I was throwing away my ex-husband by mistake
Yesterday, I attended a networking lunch at Google Zurich and had the chance to talk with Luisa Barbanti about data science. Chatting with her reignited my passion for this field – really, it’s a love affair with Mathematics. I’m even planning a deep dive into the world of maths when I retire.
Eduardo Oda once shared an intriguing perspective with me: Math is the relationship between elements or sets. It’s like telling stories using numbers. In this light, Data Science feels like a Shakespearean tragicomedy. It’s fascinating, yet I can’t help but notice how people sometimes get lost in the numbers, forgetting to peek behind the curtain at the storyteller or their incentives.

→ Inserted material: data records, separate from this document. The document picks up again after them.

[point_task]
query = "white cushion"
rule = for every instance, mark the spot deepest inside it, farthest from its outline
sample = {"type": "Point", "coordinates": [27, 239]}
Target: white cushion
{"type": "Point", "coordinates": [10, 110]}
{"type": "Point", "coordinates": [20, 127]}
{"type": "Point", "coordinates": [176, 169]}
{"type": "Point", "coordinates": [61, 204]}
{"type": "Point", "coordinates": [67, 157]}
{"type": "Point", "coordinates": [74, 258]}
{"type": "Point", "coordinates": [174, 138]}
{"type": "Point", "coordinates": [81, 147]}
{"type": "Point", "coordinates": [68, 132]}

Here’s a quirky example: I once embarked on a mission to track the words I discarded in the trash can – call it a linguistic treasure hunt. These discarded words found a new home through my scanner, getting a digital rebirth. Before the era of ChatGPT, I used optical character recognition (OCR) to transcribe the words.
To visualize this eclectic mix of words, I used Processing, a flexible software sketchbook and a language I use to teach how to code. Processing is an excellent tool for designers, promoting software literacy within the visual arts and visual literacy within technology. Specifically, I used an SVG icon of a trash can as a mask for my word cloud.
Crafting a word cloud from this eclectic mix, one name leaped out: “Paulo”, my ex-husband’s name. A mystery unfolded – why was his name frequenting my trash? The plot twist? It wasn’t “Paulo” but “São Paulo”, the vibrant city I was living in. A comical mix-up, but it revealed a profound truth: context is everything in data science.
It’s not just about the numbers, but the stories they tell and the sources they come from. It’s a lesson in checking our facts, or we might end up accidentally throwing away something – or someone…
Thanks Luisa for reminding me of this. I found a captured video of my screen at the moment I was trying the idea in February 2018. I hope you enjoy :)
What Did I Learn From This?
- Importance of Context: Understanding the context of data is crucial to avoid misinterpretation and incorrect conclusions.
- Data Interpretation: Data science involves not just analyzing numbers but also interpreting the stories behind them.
- Verification: Always verify assumptions and check facts to ensure accuracy in data analysis.
- Meticulous Approach: Handling and interpreting data requires a meticulous and thoughtful approach to capture key details and avoid mistakes.
- Continuous Learning: Engaging in conversations with experts and revisiting fundamental concepts can reignite passion and deepen understanding in the field.